1. A method for using a memory stored with vocal information generated by the steps of:

providing parameter data of phonemes, the parameter data including power data and spectrum data;

vector-quantizing the spectrum data to produce a plurality of parameter patterns;

storing the plurality of parameter patterns obtained by vector quantization of the spectrum data; and

storing positional information indicating the positions where the parameter patterns are stored and storing code information specifying the plurality of the parameter patterns corresponding to the positional information;

said method comprising the steps of:

inputting text;

decomposing the inputted text into phonemic series information;

reading out phoneme parameters from stored phoneme data in accordance with the phonemic series information, the phonemes parameters including spectrum information in the form of codes; and

converting the codes in the phoneme parameters into a pattern by selecting a pattern from the plurality of stored parameter patterns by referring to the stored positional information in accordance with code information of the read out phoneme parameters.

2. A method for speech processing according to claim 1, wherein the vocal information is phoneme information.

3. A method for speech processing according to claim 2, further comprising the steps of representing the phoneme information by power information and code information, and storing the power information and code information as phoneme data.

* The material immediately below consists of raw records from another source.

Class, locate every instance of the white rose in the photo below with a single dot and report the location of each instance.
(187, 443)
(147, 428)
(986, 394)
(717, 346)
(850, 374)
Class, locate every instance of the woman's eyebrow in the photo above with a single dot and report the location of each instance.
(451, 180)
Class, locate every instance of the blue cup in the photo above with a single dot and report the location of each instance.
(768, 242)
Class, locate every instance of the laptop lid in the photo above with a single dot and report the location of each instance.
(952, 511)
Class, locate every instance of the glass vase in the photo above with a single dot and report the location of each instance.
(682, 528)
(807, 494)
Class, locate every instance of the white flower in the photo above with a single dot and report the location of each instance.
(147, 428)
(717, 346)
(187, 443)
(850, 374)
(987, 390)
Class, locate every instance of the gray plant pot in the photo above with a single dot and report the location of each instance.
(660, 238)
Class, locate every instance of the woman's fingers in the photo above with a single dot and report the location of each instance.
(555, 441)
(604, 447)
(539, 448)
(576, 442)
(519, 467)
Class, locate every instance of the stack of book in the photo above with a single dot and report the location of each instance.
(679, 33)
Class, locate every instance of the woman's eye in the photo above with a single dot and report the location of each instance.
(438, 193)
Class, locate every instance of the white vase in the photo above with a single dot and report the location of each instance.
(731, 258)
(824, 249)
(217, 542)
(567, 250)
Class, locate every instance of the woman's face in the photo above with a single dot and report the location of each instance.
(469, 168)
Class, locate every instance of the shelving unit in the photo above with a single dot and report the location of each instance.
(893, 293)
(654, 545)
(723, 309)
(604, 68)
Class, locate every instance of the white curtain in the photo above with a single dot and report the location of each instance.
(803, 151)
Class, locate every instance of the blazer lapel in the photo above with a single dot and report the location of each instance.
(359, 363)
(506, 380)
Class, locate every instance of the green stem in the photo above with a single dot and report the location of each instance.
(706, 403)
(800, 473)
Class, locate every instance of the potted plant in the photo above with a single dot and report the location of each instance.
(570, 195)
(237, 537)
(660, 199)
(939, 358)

4. A method for speech processing according to claim 3, further comprising the steps of extracting the phoneme information from input text information, extracting the code information corresponding to the phoneme information from the stored phoneme data, and synthesizing the parameter patterns according to the code information.

5. A method for speech processing according to claim 1, further comprising the step of synthesizing speech waveforms on the basis of said selected pattern and outputting the waveforms.

6. A method according to claim 1, further comprising the step of providing a memory medium for storing a program to perform said providing, vector-quantizing, storing, inputting, decomposing, reading-out and converting steps.

7. An apparatus for processing vocal information, comprising:

means for generating and storing vocal information comprising:

means for providing parameter data of phonemes, the parameter data including power data and spectrum data;

means for vector-quantizing the spectrum data to produce a plurality of parameter patterns;

means for storing the plurality of parameter patterns obtained by vector quantization of the spectrum data; and

means for storing positional information indicating the positions where the parameter patterns are stored and storing code information specifying the plurality of the parameter patterns corresponding to the positional information;

means for inputting text into said apparatus;

means for decomposing the text into phonemic series information;

means for reading out phoneme parameters from stored phoneme data in accordance with the phonemic series information, the phoneme parameters including spectrum information in the form of codes; and

means for converting the codes in the phoneme parameters into a pattern by selecting a pattern from the plurality of stored parameter patterns by referring to the stored positional information in accordance with code information of the read out phoneme parameters.

8. An apparatus for processing vocal information according to claim 7, wherein the vocal information is phoneme information.

9. An apparatus for processing vocal information according to claim 7, further comprising phoneme data storing means for storing phoneme information represented by power information and code information as phoneme data.

10. An apparatus for processing vocal information according to claim 7, further comprising synthesizing means for extracting phoneme information from input text information, extracting code information corresponding to the phoneme information from the stored phoneme data, and synthesizing the parameter patterns according to the code information.

11. An apparatus for processing vocal information according to claim 7, further comprising the step of synthesizing speech waveforms on the basis of said selected pattern and outputting the waveforms.